ESCs can be used to study how specific tissues develop. They can also be used for drug-testing, and for modelling diseases in different tissues without collecting tissue samples from patients.
There are still some practical challenges around the use of ESCs for research or in the clinic. Researchers need to ensure that ESCs fully differentiate into the required tissue type, and that tissues grown from ESCs will behave the same way as those which grow in the body. There are also ethical considerations around the use of cells obtained from a human blastocyst.
Induced Pluripotent Stem Cells (iPSCs)
In 2012, Shinya Yamanaka and John B. Gurdon received the Nobel Prize for their discovery of iPSCs.
The discovery that specialised, mature adult cells can be ‘reprogrammed’ into cells that behave like embryonic stem cells was a breakthrough in the field of stem cell research. This process is sometimes called de-differentiation.
iPSCs offer a source of ESC-like cells which can be accessed without the creation of a blastocyst. They can used to study developmental process, the factors involved in the growth of specific tissue types, and as a way of modelling diseases in the lab.
From the clinical perspective, the discovery of these induced pluripotent stem cells (iPSCs) raised hopes that cells could theoretically be made from a patient’s own skin (or other tissues) in order to treat their disease. This would avoid the risk of immune rejection. It may also the generation of iPSC cell banks, which would function like blood banks: matching patients with suitable donors.
Similar to ESCs, iPSCs must be shown to completely and consistently differentiate into the required types of specialised cells to make them effective tools for research, and eventually to meet standards suitable for use in patients.
Tissue-specific (adults) stem cells
Many tissues in the human body are maintained and repaired throughout life by stem cells. These tissue-specific stem cells are very different from embryonic stem cells.
Tissue-specific stem cells are not pluripotent like ESCS. They have partially differentiated or matured, and so they are no longer capable of producing everyu cell type. They are still capable of self-renewal. Most adults stem cells are multipotent, capable of producing only a limited number of specialised cell types. Some are even unipotent: they produce only one type of cell.

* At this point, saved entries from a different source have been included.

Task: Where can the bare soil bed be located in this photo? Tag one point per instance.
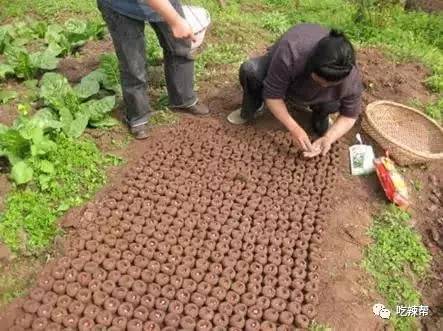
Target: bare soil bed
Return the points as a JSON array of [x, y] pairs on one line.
[[214, 226]]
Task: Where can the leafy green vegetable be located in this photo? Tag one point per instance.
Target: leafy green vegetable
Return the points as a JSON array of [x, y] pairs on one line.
[[5, 37], [87, 88], [67, 102], [26, 65], [21, 172], [73, 34], [45, 119], [64, 178], [107, 75], [6, 96], [97, 109], [5, 69]]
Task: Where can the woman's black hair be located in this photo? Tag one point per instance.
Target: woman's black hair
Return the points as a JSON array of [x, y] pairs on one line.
[[333, 57]]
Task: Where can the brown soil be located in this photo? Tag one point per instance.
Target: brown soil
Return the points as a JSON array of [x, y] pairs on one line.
[[383, 79], [217, 160]]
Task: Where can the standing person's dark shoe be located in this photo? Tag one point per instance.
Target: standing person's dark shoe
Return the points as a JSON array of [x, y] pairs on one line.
[[197, 109], [139, 132]]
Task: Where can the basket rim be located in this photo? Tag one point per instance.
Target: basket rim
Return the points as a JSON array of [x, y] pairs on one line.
[[372, 106]]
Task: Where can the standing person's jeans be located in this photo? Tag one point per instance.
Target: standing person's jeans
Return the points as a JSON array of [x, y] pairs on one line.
[[252, 75], [128, 36]]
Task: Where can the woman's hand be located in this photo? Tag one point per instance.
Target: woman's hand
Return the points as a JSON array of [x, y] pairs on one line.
[[302, 140], [320, 146]]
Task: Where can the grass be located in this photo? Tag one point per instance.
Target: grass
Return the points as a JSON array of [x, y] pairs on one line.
[[17, 278], [319, 327], [48, 9], [433, 109], [397, 259]]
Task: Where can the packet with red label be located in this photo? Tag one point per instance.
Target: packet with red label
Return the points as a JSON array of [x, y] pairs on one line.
[[392, 182]]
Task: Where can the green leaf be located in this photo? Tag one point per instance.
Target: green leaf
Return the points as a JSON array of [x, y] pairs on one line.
[[45, 119], [21, 173], [66, 119], [96, 75], [87, 88], [44, 181], [6, 96], [23, 31], [5, 37], [78, 125], [21, 61], [5, 69], [46, 60], [75, 26], [98, 108], [56, 39], [54, 87], [95, 30], [13, 145], [40, 28], [106, 122], [42, 146], [46, 167], [109, 66]]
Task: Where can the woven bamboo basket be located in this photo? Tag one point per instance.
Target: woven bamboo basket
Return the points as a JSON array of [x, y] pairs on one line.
[[408, 135]]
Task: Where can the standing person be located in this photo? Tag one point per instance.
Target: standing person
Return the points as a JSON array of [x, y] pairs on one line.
[[315, 67], [126, 23]]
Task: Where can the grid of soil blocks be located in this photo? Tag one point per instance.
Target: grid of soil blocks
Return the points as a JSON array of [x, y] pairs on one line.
[[216, 228]]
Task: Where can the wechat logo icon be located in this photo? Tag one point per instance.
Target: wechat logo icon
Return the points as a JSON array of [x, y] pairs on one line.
[[379, 310]]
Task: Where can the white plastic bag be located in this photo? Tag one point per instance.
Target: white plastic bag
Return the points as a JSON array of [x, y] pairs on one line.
[[362, 158], [199, 20]]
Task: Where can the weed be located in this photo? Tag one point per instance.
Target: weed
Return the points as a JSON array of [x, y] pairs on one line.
[[314, 326], [276, 22], [417, 185], [433, 109], [396, 259], [16, 278], [215, 55], [163, 117]]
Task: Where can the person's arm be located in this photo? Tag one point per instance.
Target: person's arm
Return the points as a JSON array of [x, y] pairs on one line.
[[323, 144], [180, 28], [280, 111]]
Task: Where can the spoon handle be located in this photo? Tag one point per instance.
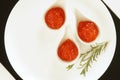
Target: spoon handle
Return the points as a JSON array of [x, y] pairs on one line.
[[5, 62]]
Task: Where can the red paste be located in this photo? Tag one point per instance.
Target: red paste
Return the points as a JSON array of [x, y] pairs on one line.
[[87, 31], [67, 51], [55, 17]]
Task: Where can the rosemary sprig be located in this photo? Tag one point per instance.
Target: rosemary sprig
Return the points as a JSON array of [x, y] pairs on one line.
[[88, 57]]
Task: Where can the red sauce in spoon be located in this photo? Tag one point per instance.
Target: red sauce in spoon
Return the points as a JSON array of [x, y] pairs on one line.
[[55, 18], [87, 31], [67, 51]]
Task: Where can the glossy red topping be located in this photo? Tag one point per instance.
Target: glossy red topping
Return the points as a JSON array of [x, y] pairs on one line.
[[87, 31], [55, 17], [67, 51]]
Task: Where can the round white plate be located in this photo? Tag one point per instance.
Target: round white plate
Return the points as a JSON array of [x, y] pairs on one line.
[[32, 47]]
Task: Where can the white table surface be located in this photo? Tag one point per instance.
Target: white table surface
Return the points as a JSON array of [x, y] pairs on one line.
[[113, 4]]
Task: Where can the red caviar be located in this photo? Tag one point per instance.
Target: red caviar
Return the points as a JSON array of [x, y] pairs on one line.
[[87, 31], [67, 51], [55, 18]]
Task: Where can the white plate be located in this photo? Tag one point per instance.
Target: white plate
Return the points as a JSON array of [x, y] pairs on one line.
[[31, 46]]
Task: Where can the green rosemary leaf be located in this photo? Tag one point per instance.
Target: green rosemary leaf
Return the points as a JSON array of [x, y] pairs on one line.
[[69, 66], [95, 52], [87, 58]]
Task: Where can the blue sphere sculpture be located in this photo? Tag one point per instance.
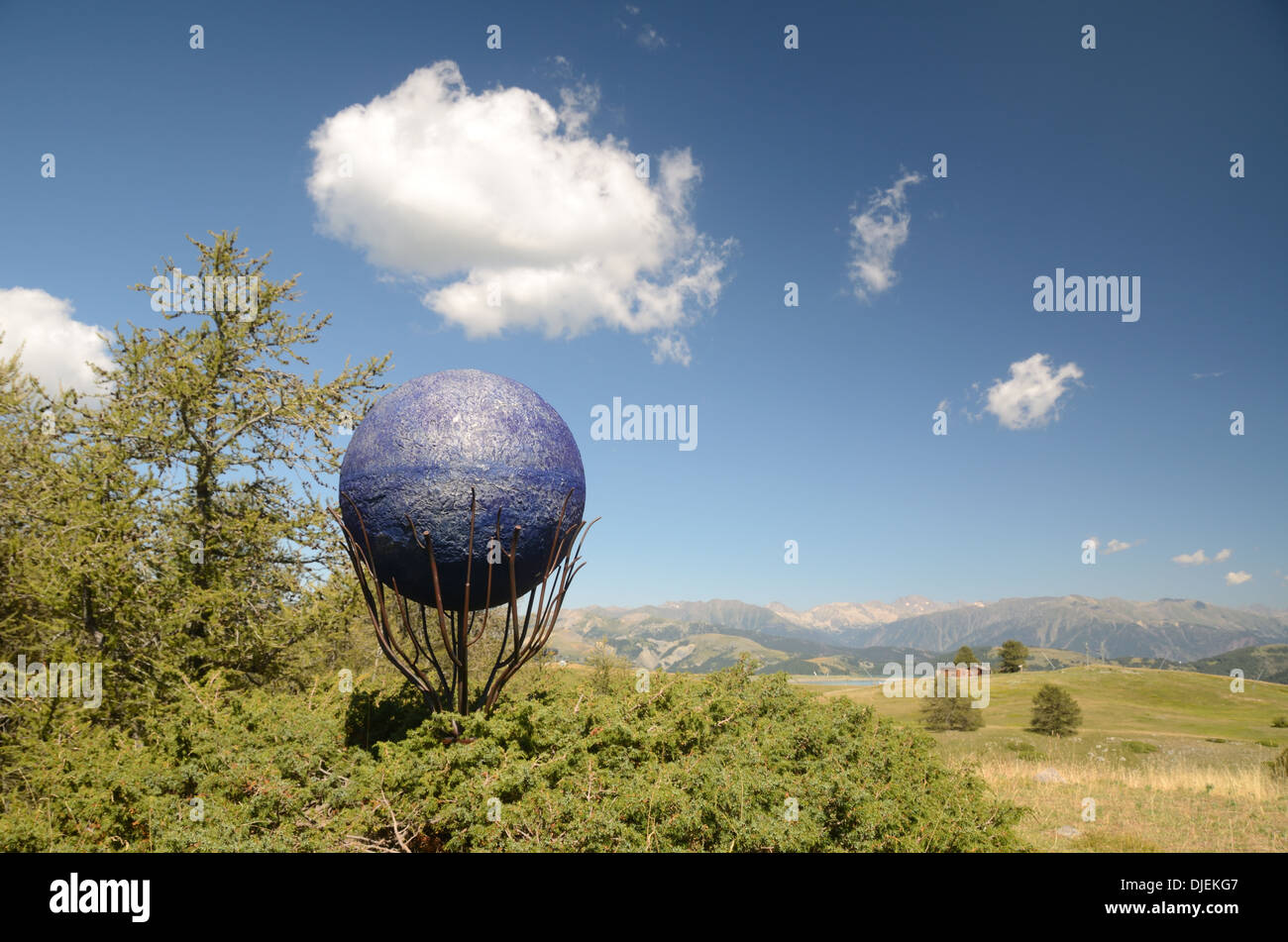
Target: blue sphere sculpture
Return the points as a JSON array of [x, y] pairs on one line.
[[417, 453]]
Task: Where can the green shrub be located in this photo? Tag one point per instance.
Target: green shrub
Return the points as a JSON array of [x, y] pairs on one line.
[[956, 713], [708, 762], [1055, 712], [1279, 766], [1024, 751], [1133, 745]]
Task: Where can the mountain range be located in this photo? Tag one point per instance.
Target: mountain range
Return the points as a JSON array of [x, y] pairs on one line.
[[708, 635]]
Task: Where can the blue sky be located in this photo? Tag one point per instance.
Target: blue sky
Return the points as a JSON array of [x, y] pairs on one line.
[[814, 422]]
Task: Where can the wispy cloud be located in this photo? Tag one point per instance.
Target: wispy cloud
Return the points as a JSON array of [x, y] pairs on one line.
[[565, 241], [877, 235], [56, 348], [1030, 398], [651, 39]]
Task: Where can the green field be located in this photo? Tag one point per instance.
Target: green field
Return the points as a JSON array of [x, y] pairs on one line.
[[1145, 754]]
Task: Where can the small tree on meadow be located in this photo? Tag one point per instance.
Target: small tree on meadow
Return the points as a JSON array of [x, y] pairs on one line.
[[1055, 712], [951, 713], [1014, 655]]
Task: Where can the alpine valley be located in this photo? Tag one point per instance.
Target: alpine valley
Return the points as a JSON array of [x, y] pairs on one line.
[[851, 639]]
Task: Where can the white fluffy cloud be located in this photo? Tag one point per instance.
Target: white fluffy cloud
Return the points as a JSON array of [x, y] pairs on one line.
[[532, 223], [1030, 398], [55, 348], [877, 233], [1198, 558]]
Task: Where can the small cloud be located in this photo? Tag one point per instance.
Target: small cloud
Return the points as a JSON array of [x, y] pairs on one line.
[[1030, 398], [879, 232], [673, 348], [1199, 558], [651, 39], [55, 348]]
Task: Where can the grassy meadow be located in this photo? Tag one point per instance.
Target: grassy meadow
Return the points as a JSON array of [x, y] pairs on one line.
[[1173, 761]]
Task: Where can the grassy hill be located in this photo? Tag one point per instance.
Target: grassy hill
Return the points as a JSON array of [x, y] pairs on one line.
[[1173, 761]]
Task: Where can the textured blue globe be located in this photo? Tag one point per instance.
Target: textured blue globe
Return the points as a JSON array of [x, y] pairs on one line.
[[417, 453]]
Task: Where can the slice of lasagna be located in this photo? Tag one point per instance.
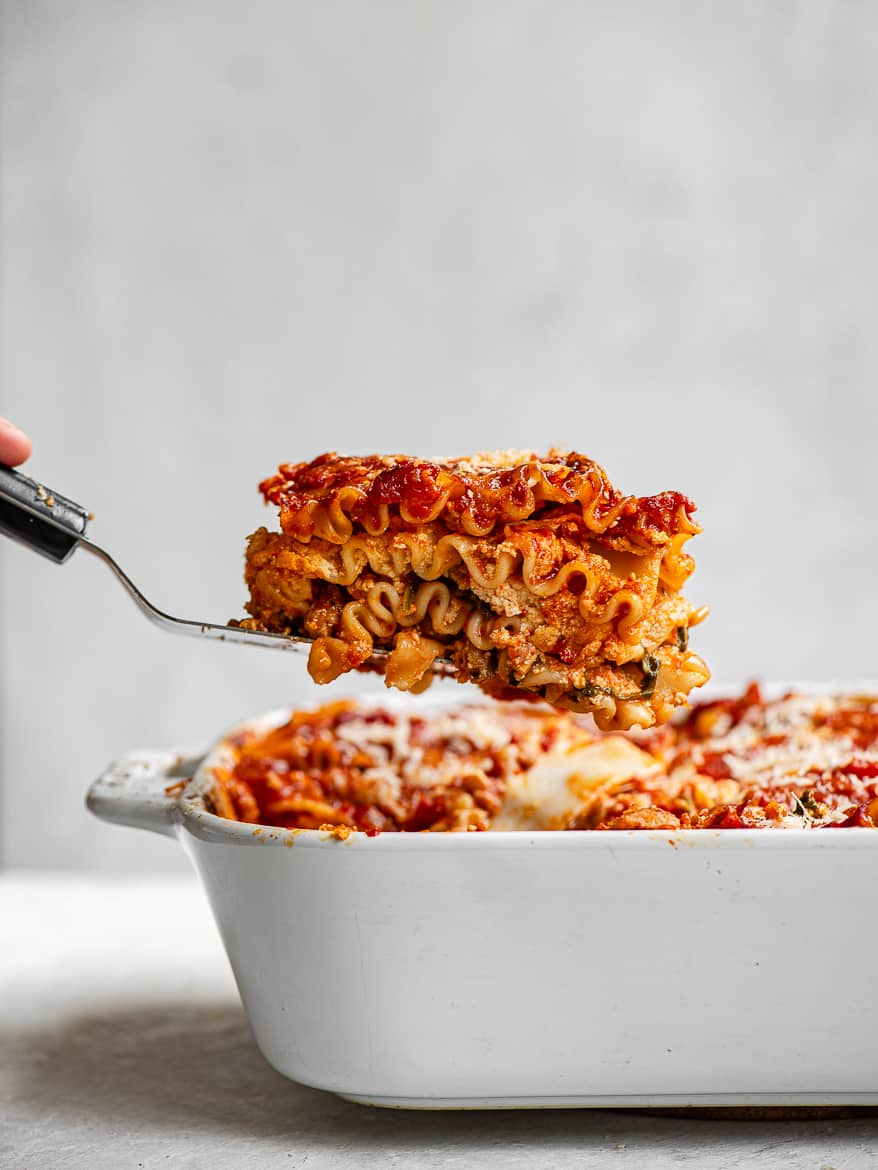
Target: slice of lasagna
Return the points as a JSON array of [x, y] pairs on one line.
[[520, 572]]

Adult stem cells can only make a limited number of specialised cell types. For example, neural stem cells can only differentiate into brain cells; haematopoietic stem cells (blood stem cells) can only differentiate into specialised blood and immune cells; and germline cells can only produce sperm or ova.
How do all these types of stem cells compare?
Stem cells are important tools for disease research and offer great potential for use in the clinic.
Currently, the major use of ESCs and iPSCs is in disease modelling, drug testing or to increase our understanding of the basic biology of this cell type.
Some adult stem cell sources are currently used for clinical purposes, such as haematopoietic blood stem cell transplant (also called a blood stem cell transplant, or bone marrow transplant.)
As of 2023, 100 cases of clinical studies using ESCs/iPSCs have been carried out or are ongoing. Much more time study is needed before any therapeutics for more patients can be approved.